Alexandra Salerno

     The house had a pointed, skinny frame, like a too-tall man. It was a pus-yellow clapboard, perverse against the snow.
     “Perfect,” Celia said. She smiled wide as a grapefruit slice. My wife had always loved ugly things.
     We moved in just as winter turned to spring. Our first morning thawed the yard and the tips of little green shoots sprang up by the front door.
     “Crocuses,” I said.
     Celia rolled her eyes. “I don’t care about flowers, Steven.” She held a glass of red wine I’d seen full, empty, full, and then empty again.
     At nightfall, the plants disappeared.
     When the realtor dropped by the following day with a wilting grocery store bouquet, I asked about the crocuses.
     “Oh, the garden! The previous owner loved it.”
     “What do you know about the owner?” I asked.
     “An older woman. Died this past year.”
     Celia perked. “Any family?”
     “No. I heard she moved here as a little girl,” the realtor said. “Stayed her whole life.”
     That night I found Celia in the garden.
     “They crawl back under at dark,” she said. She pointed to the black dirt where the crocuses had been.
     “Come inside,” I said. “There’s so many boxes, I don’t know what to do.”
     She peered at the ground. “Me neither.”
     An hour later, I had drunk a fair amount myself when I heard moaning outside. Celia was barefoot in the garden, her empty wine glass turned over in the grass.

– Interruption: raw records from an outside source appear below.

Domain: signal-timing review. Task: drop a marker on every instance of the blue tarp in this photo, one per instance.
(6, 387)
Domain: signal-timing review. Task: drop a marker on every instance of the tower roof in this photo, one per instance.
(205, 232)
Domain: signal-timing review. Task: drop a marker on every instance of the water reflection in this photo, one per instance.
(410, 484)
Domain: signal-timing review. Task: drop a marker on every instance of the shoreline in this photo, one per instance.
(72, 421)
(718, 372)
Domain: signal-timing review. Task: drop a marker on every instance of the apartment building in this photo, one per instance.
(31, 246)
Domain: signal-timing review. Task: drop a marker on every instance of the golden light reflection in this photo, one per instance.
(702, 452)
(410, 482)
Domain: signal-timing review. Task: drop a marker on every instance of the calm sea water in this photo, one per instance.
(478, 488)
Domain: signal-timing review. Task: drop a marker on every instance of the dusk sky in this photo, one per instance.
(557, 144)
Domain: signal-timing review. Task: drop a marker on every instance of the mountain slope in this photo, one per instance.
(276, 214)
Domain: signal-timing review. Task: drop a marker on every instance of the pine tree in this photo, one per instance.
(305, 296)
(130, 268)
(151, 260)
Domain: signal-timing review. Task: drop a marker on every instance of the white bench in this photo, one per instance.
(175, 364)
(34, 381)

     “They want to come up,” she said. She lay on her back in the dirt. The plants sprung fast, like a jumpy time-release video recording. Some flowered in yellow, white or purple. Others lengthened into thin green vines that slipped into Celia’s fingertips under the nail. She moaned again. Green veins stood out beneath her skin. They ran the length of her arms and legs, all the way to her face.
     I kneeled quickly to tear them off. But then Celia began to shrink. She was her tall self at first, then down to four feet, then three, her whole body diminishing. The vines were sucking her dry.

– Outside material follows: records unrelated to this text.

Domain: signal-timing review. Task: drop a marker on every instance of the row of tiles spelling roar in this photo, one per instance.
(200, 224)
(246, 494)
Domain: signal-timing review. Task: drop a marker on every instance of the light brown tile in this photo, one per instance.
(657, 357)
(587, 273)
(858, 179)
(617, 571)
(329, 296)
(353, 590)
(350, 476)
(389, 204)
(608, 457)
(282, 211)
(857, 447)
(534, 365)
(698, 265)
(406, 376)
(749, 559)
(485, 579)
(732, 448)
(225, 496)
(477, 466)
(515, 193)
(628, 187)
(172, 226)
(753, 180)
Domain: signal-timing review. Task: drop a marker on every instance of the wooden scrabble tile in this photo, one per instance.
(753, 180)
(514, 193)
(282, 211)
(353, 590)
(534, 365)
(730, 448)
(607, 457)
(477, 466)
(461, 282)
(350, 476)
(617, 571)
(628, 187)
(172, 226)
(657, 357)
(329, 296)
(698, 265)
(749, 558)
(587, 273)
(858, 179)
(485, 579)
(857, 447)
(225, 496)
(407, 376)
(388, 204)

     I stood and shut my eyes. I didn’t want to see her disappear.
     “Steven,” a child’s voice said.
     It was the Celia from old photos: gold bangs cut straight across her forehead, a missing front tooth that gave her a lopsided smile. She was drowning in a stupid poncho and cargo pants.
     “I’m hungry.”
     I brought my wife inside and fixed her a grilled cheese sandwich.

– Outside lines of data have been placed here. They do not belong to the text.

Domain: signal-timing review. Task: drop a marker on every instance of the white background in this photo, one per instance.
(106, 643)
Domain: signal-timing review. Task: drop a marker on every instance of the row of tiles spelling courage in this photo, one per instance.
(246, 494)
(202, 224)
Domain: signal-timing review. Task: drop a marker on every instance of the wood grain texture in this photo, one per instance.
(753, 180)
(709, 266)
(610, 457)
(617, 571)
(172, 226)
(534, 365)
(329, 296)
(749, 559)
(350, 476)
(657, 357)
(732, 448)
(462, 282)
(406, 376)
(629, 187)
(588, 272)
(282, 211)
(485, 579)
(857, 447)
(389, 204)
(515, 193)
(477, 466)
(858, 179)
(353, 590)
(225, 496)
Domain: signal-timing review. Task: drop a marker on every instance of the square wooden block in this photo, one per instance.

     “Butter the insides, too,” she said. A childhood habit.
     It turned out her memory was bad. We slept in different rooms and she cried often.
     “I want to stay here forever,” she said one night. I’d been reading her a story. She sat up in her bed with her arms folded over the covers.
     The house was still new to me. It held no attachment. She was asking if I too wanted to stay, and I think I did.
     “I’ll need to repack some things,” I said.
     Celia’s crinkled brow loosened with relief. “That’s probably best,” she said.
     I looked down at the book I’d been reading to her. I’d bought it earlier that day in a big box store for the strange thing my wife had become. It was about a little boy who wanted to be an astronaut. On the cover was a cartoon child in space, wearing a plastic helmet that looked like a fishbowl. He had some kind of air-hose attached to his suit, but it dropped off the side of the cover as if it connected to nothing.     
     I see her sometimes, my child wife, when I ride by on my bike or pass the house on the way to the grocery store. When she’s outside she waters the crocuses in a wide, floppy hat. She’d said hi at first, waving with her tiny fingers.
     Now I’m older, she makes no sign that she knows me. I never remarried. I did hear that our realtor died. Celia is still there, still small.
     I try not to walk by the house anymore. But sometimes at night in the summer when the crocuses are open, I can’t help myself.